Transformer that can automatically extract features from emails.

Parameters

random_seed (int) – Seed for the random number generator. Defaults to 0.

Attributes

hyperparameter_ranges

{}

model_family

ModelFamily.NONE

modifies_features

True

modifies_target

False

name

Email Featurizer

Methods

clone

Constructs a new component with the same parameters and random state.

default_parameters

Returns the default parameters for this component.

describe

Describe a component and its parameters

fit

Fits component to data

fit_transform

Fits on X and transforms X

load

Loads component at file path

needs_fitting

Returns boolean determining if component needs fitting before

parameters

Returns the parameters which were used to initialize the component

save

Saves component at file path

transform

Transforms data X.

clone(self)

Constructs a new component with the same parameters and random state.

Returns

A new instance of this component with identical parameters and random state.

default_parameters(cls)

Returns the default parameters for this component.

Our convention is that Component.default_parameters == Component().parameters.

Returns

default parameters for this component.

Return type

dict

describe(self, print_name=False, return_dict=False)

Describe a component and its parameters

Parameters
  • print_name (bool, optional) – whether to print name of component

  • return_dict (bool, optional) – whether to return description as dictionary in the format {“name”: name, “parameters”: parameters}

Returns

prints and returns dictionary

Return type

None or dict

fit(self, X, y=None)

Fits component to data

Parameters
  • X (list, pd.DataFrame or np.ndarray) – The input training data of shape [n_samples, n_features]

  • y (list, pd.Series, np.ndarray, optional) – The target training data of length [n_samples]

Returns

self

fit_transform(self, X, y=None)

Fits on X and transforms X

Parameters
  • X (pd.DataFrame) – Data to fit and transform

  • y (pd.Series) – Target data

Returns

Transformed X

Return type

pd.DataFrame

static load(file_path)

Loads component at file path

Parameters

file_path (str) – Location to load file

Returns

ComponentBase object

needs_fitting(self)

Returns boolean determining if component needs fitting before calling predict, predict_proba, transform, or feature_importances. This can be overridden to False for components that do not need to be fit or whose fit methods do nothing.

property parameters(self)

Returns the parameters which were used to initialize the component

save(self, file_path, pickle_protocol=cloudpickle.DEFAULT_PROTOCOL)

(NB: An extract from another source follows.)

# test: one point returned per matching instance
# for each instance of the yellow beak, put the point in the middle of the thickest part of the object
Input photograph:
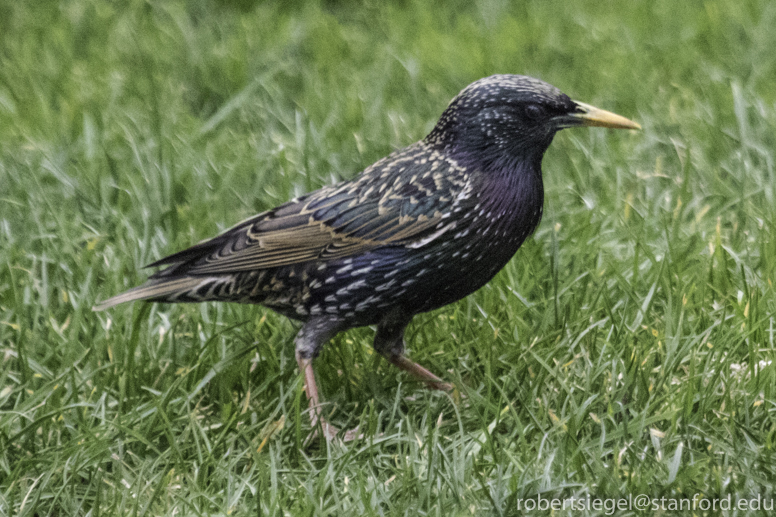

Saves component at file path

Parameters
  • file_path (str) – Location to save file

  • pickle_protocol (int) – The pickle data stream format.

Returns

None

transform(self, X, y=None)

Transforms data X.

Parameters
  • X (pd.DataFrame) – Data to transform.

  • y (pd.Series, optional) – Target data.

Returns

Transformed X

Return type

pd.DataFrame

class evalml.pipelines.components.transformers.preprocessing.LogTransformer(random_seed=0)[source]

Applies a log transformation to the target data.

Attributes

hyperparameter_ranges

{}

model_family

ModelFamily.NONE

modifies_features

False

modifies_target

True

name

Log Transformer

Methods

clone

Constructs a new component with the same parameters and random state.

default_parameters

Returns the default parameters for this component.

describe

Describe a component and its parameters

fit

Fits the LogTransformer.

fit_transform

Log transforms the target variable.

inverse_transform

Inverts the transformation done by the transform method.

load

Loads component at file path

needs_fitting

Returns boolean determining if component needs fitting before

parameters

Returns the parameters which were used to initialize the component

save

Saves component at file path

transform

Log transforms the target variable.

clone(self)

Constructs a new component with the same parameters and random state.

Returns

A new instance of this component with identical parameters and random state.

default_parameters(cls)

Returns the default parameters for this component.

Our convention is that Component.default_parameters == Component().parameters.

Returns

default parameters for this component.

Return type

dict

describe(self, print_name=False, return_dict=False)

Describe a component and its parameters

Parameters
  • print_name (bool, optional) – whether to print name of component

  • return_dict (bool, optional) – whether to return description as dictionary in the format {“name”: name, “parameters”: parameters}

Returns

prints and returns dictionary

Return type

None or dict

fit(self, X, y=None)[source]

Fits the LogTransformer.

Parameters
  • X (pd.DataFrame or np.ndarray) – Ignored.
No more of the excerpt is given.